NASAにとって、RIACS [ 1 ]はNASAエイムズ研究センター(NASAの情報技術卓越センター)のインテリジェントシステム部門および NASA先進スーパーコンピューティング部門(NAS) と最も密接に協力してきました。NASと同年に設立されたRIACS [ 1 ]は、設立当初から同部門と密接に協力し、NASAのスーパーコンピューティングと計算流体力学の分野で強力な能力を開発してきました。RIACS [ 1 ]はインテリジェントシステム部門の設立に協力し、それ以来同部門と密接に協力して、自律システム、インテリジェント情報管理とデータ理解、人間中心のコンピューティングの分野で多くのソフトウェアイノベーションを開発し、浸透させてきました。
NASAへの歴史的貢献
RIACS [ 1 ]が「インテリジェントシステム部門」 [ 2 ]の一員としてNASAエイムズ研究センターに貢献した例としては、次のようなものの開発と導入におけるリーダーシップの役割が挙げられる。
- Autoclass ベイジアン発見システム – 確率的手法を使用して、 NASA IRAS ミッションの低解像度スペクトル カタログで新しいクラスの赤外線星を発見しました。これは 天文学的な発見をした最初の人工知能プログラムです。また、DNA/タンパク質配列データ内の新しいクラスのタンパク質、イントロン、その他のパターンの発見にも使用されました。
- リビングストン モデルベースの診断システム – リモート エージェントの一部としてディープ スペース ワンに搭載され、また、人間の監視なしで宇宙船を制御する初の人工知能制御システムとして地球観測ミッション EO-1 に搭載されました。
- MAPGEN [ 3 ]戦術活動プランナー –火星探査ローバーミッション中に毎日使用される制約ベースの計画システムで、 科学的成果が約20%増加したと推定されています。
- クラリッサ音声操作手順ブラウザ - 国際宇宙ステーションで宇宙で使用された最初の音声対話システムとして使用されました。
- プログラム管理ツール[ 4 ] - NASAの数十億ドル規模のプログラムやプロジェクトの管理に使用され、 ケーススタディでは財務報告時間の85%削減、非支持者レビューのマイルストーンデータにおける不一致率の40%削減、ベースラインプロジェクト計画におけるエラー率の30%削減が示されています。
目的と憲章
RIACS [ 1 ]の設立以来の 目的は以下の通りである。
- NASA エイムズ研究センターと学術コミュニティ間のインターフェイスを提供し、高度なコンピュータ科学と工学、応用数学、および NASA の科学と工学の課題へのコンピュータの応用の分野で行われる活動の協力センターとして機能します。
- 航空宇宙コミュニティが関心を持つ科学および工学分野における問題解決能力を強化するために、計算関連分野の概念、技術、またはプロトタイプを開発することを目的とした独立した研究活動を実施します。
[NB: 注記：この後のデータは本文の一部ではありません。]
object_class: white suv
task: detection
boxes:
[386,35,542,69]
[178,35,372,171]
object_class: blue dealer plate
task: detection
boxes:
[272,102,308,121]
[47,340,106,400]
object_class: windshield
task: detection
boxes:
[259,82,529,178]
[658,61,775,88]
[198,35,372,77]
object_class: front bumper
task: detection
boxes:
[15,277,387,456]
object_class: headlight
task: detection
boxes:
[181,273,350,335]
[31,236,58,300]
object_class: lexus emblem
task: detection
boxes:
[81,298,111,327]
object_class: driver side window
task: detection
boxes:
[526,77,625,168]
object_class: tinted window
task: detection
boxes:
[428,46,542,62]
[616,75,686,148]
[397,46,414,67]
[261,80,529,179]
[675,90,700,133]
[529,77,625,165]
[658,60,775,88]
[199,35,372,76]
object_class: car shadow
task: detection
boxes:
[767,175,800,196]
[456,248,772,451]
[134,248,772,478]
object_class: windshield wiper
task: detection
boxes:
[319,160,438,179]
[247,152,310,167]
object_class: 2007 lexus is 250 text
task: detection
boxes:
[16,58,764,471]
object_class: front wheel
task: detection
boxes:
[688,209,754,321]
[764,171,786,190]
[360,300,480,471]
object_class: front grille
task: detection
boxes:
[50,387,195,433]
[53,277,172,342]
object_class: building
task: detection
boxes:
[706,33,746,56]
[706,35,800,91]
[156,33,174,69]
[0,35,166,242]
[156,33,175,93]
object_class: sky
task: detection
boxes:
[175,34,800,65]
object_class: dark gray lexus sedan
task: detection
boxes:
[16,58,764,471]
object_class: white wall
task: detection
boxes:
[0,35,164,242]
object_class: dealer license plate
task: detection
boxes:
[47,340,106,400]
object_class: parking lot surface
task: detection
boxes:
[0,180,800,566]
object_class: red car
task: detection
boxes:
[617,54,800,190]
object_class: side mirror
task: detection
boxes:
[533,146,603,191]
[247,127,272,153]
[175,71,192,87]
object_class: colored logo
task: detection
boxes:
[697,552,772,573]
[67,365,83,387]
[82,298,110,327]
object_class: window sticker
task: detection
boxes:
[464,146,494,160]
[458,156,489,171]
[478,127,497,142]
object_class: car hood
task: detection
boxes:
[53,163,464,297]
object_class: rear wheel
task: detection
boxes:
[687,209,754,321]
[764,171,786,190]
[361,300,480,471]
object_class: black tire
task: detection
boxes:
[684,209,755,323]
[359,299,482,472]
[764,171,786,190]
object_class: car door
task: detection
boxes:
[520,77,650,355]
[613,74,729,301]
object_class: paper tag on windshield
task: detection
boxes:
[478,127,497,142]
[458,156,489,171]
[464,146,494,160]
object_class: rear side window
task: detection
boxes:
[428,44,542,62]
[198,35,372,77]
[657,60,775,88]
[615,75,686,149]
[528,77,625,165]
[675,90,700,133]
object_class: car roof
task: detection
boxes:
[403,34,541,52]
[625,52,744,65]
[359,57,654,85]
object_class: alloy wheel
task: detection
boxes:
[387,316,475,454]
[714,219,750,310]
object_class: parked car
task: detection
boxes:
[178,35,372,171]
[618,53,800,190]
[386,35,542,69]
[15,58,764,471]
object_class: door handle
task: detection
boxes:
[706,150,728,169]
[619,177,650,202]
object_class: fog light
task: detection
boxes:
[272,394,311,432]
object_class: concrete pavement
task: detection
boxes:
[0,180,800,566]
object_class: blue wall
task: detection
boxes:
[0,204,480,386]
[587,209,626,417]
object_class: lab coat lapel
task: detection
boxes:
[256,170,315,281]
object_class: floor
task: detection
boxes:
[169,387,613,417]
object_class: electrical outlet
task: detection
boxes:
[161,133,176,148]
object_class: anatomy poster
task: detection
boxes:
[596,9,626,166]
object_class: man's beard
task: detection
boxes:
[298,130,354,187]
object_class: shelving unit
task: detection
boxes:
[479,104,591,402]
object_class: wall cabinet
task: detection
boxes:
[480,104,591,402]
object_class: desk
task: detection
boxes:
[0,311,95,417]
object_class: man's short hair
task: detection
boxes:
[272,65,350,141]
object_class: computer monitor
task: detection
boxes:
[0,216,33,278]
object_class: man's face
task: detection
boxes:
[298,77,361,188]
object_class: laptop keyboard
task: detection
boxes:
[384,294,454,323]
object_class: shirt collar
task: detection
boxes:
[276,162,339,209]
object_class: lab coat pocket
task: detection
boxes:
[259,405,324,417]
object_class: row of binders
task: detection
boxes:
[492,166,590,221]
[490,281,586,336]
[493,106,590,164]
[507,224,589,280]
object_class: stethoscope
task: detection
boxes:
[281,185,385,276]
- 高度な計算設備を必要とする問題の解決に向けて、政府、産業界、学界の協力的な研究努力を強化します。
- 研究所職員によるプレプリントレポートの迅速な普及、シンポジウムでの発表、適切な学術誌への掲載など、従来の手段によって大学、産業界、その他の政府機関間の技術移転を強化します。
- 一般学術界および産業界と NASA エイムズ研究センターとの連携を強化し、コンピューター科学およびテクノロジーにおける社内プログラム活動をさらに発展させます。
- 講義プログラムや客員科学者プログラムなど、様々な追加活動を実施するほか、コンピュータサイエンスおよび応用数学の分野におけるNASAエイムズ研究所との協議や協力も行います。RIACS職員は、論文指導、研究委員会への参加、研究セミナーへの参加などを通じて、地元の大学を支援することもあります。
- USRAが任命した著名な科学評議会と連携し、RIACSの進捗状況(研究、報告書、出版物、その他研究所の目的に影響を与える可能性のある事項を含む)を審査します。科学評議会はまた、RIACS所長に対し、研究プロジェクト、優先事項、および必要な資源について助言を行い、研究所の科学活動についてUSRAに報告します。